Ограниченный «своей кодлой», N., столичный критик, не знает ничего, что лежит за городской чертой столицы, кроме некоторых, более модных в данное время, провинциалов. Как лошадь с торбой сечки на морде — жует только то, что в торбе, что дали.

А наш «один из лучших» такой уж зануда, что, читая когда-то его статью о моем романе, я с тоской подумал: если бы это ученое обоснование можно было прочитать каким-нибудь чудом раньше, до того, как я начал роман,— не захотелось бы и писать его... Это я, кажется, когда-то записывал. Да вот на днях снова вспомнил, увидев его новую нудную статью — многословную похвалу тому, над чем в разговорах подтрунивает. К занудности — еще и лицемерие. Это уж слишком.


***

...У Маркеса, при всем жизненном, не искусственном «сексе», ругательств, грубости, смердящего натурализма нет. А я, читатель, все вижу, и мне «на всю губу» достаточно, приятно от этой его полнокровной жизненности.

А какое мудрое, глубоко эшелонированное буйство свободной и яркой фантазии в этих его «Ста годах одиночества», какая свежая, неутомимая игра контрастов!.. А каковы стиль, насыщенность фразы, ударная сила слова! Хотя бы вот это, что так и хотелось отметить на поле н отметил бы, если бы книга была не чужая: «Остальные ветераны — самые достойные — все еще ждали извещения о пенсии в темных углах общественной благотворительности, одни из них умирали от голода, другие, питаемые кипевшей в них яростью, продолжали жить и медленно гнили от ярости в отборном дерьме славы». Такое — не единственное, не редкое у него и, может даже не лучшее,— такой он весь.


***

Читая Людендорфа, «Мои воспоминания о войне 1914 — 1918 гг.».

В деле массового уничтожения создана большая, сложная наука. Все это может быть пробито и изнутри разоблачительно освещено только здоровым, народным смыслом.

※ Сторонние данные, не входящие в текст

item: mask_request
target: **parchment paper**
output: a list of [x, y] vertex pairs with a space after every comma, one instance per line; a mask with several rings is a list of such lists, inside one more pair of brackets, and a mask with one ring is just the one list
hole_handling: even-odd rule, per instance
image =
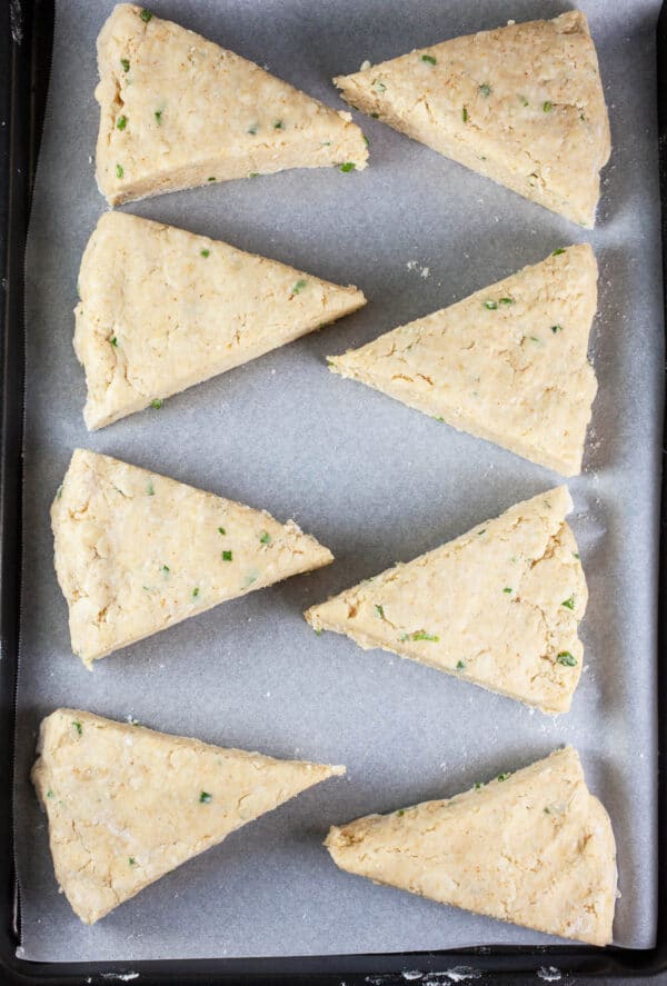
[[[79, 260], [106, 208], [93, 180], [94, 39], [111, 0], [58, 0], [51, 94], [27, 257], [28, 379], [17, 859], [22, 954], [138, 959], [436, 949], [555, 939], [339, 872], [331, 823], [449, 796], [571, 743], [618, 841], [615, 938], [656, 919], [656, 569], [663, 302], [654, 29], [657, 0], [589, 0], [614, 153], [587, 233], [358, 120], [364, 173], [291, 171], [157, 198], [129, 211], [228, 240], [366, 292], [365, 310], [101, 432], [81, 417], [71, 347]], [[155, 0], [156, 13], [267, 64], [331, 106], [329, 82], [414, 47], [551, 17], [558, 0]], [[471, 685], [316, 637], [302, 609], [408, 560], [559, 477], [328, 372], [323, 357], [589, 239], [600, 262], [600, 390], [573, 524], [590, 586], [586, 668], [550, 719]], [[426, 270], [428, 269], [428, 270]], [[100, 661], [72, 657], [48, 508], [74, 446], [295, 517], [336, 562]], [[87, 928], [59, 896], [29, 783], [59, 705], [206, 740], [348, 767]]]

Как человеку и литератору мне остается только взгляд «снизу» — народный.


***

То, что будет,— все-таки не воспоминания. Все чаще об этом думаю. Сколько же мне раз — после романа, «Дум в дороге», «Моего Чехова» и других вещей — повторять свое «двойное детство»?.. Хочется отдохнуть, отдышаться от первого лица, что не удалось мне в «Байдунах», однако есть в «Сиротском хлебе», в романе — все-таки взгляд на самого себя со стороны.